How to classify text using neural network?

S

skiesx2016-11-25 22:04:08

Python

skiesx, 2016-11-25 22:04:08

Good day to all. There is a text (messages) and you need to classify them.
For example this fits:

Good evening. I am looking for a makeup artist for Sunday. Thank you.

Tonight you need to install a TV on the wall. Help the masters????)))))

Good afternoon! Dear parents, please tell me a good orthopedist!

But this doesn't work anymore:

Hello. Do we sell such garlands?

Please tell me where (not necessarily on the LCD) there is a good atelier. I need to change the fasteners on the fur coat.

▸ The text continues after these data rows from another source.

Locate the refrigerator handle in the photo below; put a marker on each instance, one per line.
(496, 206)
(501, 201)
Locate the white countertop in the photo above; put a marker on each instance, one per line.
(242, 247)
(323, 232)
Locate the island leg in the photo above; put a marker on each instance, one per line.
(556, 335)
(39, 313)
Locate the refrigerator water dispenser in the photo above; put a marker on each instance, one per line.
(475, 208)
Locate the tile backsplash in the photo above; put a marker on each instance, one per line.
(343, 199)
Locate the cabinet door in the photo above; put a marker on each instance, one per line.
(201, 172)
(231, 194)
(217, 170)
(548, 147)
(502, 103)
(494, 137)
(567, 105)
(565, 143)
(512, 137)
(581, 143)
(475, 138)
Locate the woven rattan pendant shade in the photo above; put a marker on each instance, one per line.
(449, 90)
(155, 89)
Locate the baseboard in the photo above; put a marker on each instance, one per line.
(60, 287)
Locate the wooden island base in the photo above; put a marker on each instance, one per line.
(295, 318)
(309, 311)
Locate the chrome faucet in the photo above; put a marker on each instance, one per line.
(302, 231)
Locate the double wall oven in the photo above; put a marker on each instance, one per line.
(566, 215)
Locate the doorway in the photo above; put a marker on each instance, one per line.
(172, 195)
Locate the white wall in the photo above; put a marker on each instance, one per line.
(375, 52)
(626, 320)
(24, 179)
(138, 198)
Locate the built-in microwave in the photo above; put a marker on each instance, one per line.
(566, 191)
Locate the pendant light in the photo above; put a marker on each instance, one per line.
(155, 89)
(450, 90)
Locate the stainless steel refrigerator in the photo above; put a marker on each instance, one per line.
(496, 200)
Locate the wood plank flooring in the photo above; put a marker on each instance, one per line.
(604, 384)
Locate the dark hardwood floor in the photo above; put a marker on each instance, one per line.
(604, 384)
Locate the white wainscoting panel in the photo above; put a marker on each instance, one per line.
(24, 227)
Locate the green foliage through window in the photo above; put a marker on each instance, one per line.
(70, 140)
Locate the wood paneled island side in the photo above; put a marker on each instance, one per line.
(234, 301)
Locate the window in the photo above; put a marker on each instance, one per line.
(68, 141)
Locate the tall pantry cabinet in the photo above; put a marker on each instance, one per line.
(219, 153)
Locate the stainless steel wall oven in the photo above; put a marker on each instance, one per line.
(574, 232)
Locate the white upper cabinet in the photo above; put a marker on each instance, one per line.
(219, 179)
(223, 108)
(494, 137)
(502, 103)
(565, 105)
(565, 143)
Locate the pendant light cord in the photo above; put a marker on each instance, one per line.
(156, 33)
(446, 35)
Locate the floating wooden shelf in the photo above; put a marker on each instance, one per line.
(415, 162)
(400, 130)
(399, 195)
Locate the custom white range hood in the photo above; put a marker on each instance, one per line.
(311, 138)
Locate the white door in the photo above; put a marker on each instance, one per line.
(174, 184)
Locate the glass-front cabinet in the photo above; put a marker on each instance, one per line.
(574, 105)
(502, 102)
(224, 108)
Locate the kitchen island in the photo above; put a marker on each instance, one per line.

1. It is necessary to understand whether it is suitable at all, that is, whether they are looking for some kind of person, a master. If something else, then it does not fit.
2. It is necessary to determine what type the message belongs to, what category, for example - medicine, beauty, cleaning, like that.
As I understand it, you need to create a neural network with a teacher. Feed her such messages and correct until the weights are adjusted more normally.
Please let me know if there is a solution to this problem somewhere. Preferably some kind of library in python. To teach her and then she will correctly classify the text. Thanks in advance.

Reply

Answer the question

In order to leave comments, you need to log in

5 answer(s)

R

Roman Mirilaczvili, 2016-11-26
@2ord

If there is little more than zero knowledge in computational linguistics, then the problem will not be solved soon ...
For some reason, the vast majority of developers amuse themselves with the hope that neural networks will magically solve any problem in the field of artificial intelligence.
And what examples to train a neural network? After all, not in plain text ... Like, you say to neural networks: "look, a person was mentioned here." So what? For a computer, text is just a sequence of bytes, so it cannot understand what is of interest to us humans. The computer needs to chew everything and explain it in the language of numbers.
After all, how do native speakers understand that the text is about people? There is a set of memorized words (dictionary) that a person, having read or heard, compares with his vocabulary and then decides which category the word belongs to in this context.
In order to understand, after analyzing the text, that “they are looking for some kind of person, masters”, it is necessary to isolate some key words taken from the dictionary: “I am looking for”, “help”, “prompt”, “advise”, “required”, etc. in combination with the mention of people (synonyms) and professions (professional dictionary).
A neural network is not needed at this stage. It will help in the classification when working with numbers, facts (Boolean logic). So before analyzing the text, you need to extract facts and connections from the text and then feed them to the classifier. In addition to neural networks, there are other types of classifiers that are simpler and easier to use, such as the Bayesian classifier . Neural networks can be both with training and without.
As an introductory part, it makes sense to start with the lecture Yandex - Small ShAD - Linguistics in Search.pdf
For the practical part: What is the Tomita-parser, how Yandex can be used with it ...
Perhaps the problem is solved easier and without neural networks.

A

Arseny Kravchenko, 2016-11-26
@Arseny_Info

1) Clean up the data (remove stop words, special characters, normalize, etc.)
2) Vectorize the data (bag of words, tf-idf, n-grams... )
3) Divide the sample into train/test .
4) Actually, train the classifier (don't start with neural networks, start with something simpler like random forest).
5) Do cross-validation, be horrified by the result, start fixing problems at every step.
A very basic tutorial scikit-learn.org/stable/tutorial/text_analytics/wo... Much less basic is nlp.stanford.edu/IR-book/.

R

rPman, 2016-11-25
@rPman

The text itself in its pure form is not suitable for the input of neural networks, you need criteria, the number of which does not change from test to test and the value of which is normalized (is within the limits, usually 0..1 or even -1.. +1) , criteria by values (stupid enum enumerations) can be either one criterion with fixed values (bad option, suitable for criteria that can be compared) or it can be vectors, the values \u200b\u200bof which are 0 and one of the elements is 1. The same requirements for the results of the neural network (with enums it's usually a probability vector)
Criteria for texts can be either a simple presence of keywords or phrases, or such unusual ones as the number of characters between punctuation marks, their number, the number of characters / words before a punctuation mark (for example, a question), etc. even the number of syntax errors is also a good criterion.
This is if you reinvent the wheel. I can’t tell you about existing solutions, as I haven’t done it myself yet.

X

xmoonlight, 2016-11-26
@xmoonlight

I

it2manager, 2016-11-29
@it2manager

To solve your problem, you need to study the Bayesian algorithm ( bazhenov.me/blog/2012/06/11/naive-bayes) and use the pymorphy2 library to highlight the normal form of words. Everything is implemented in a couple of days on phyton. Works with an accuracy of up to 90%, in the cases that you described.
P/S/ It works for us to automatically classify requests from users :) The classifier is quite branched. We did not use ready-made libraries for the algorithm - we wanted to play around ourselves. SQLlite is used as a database.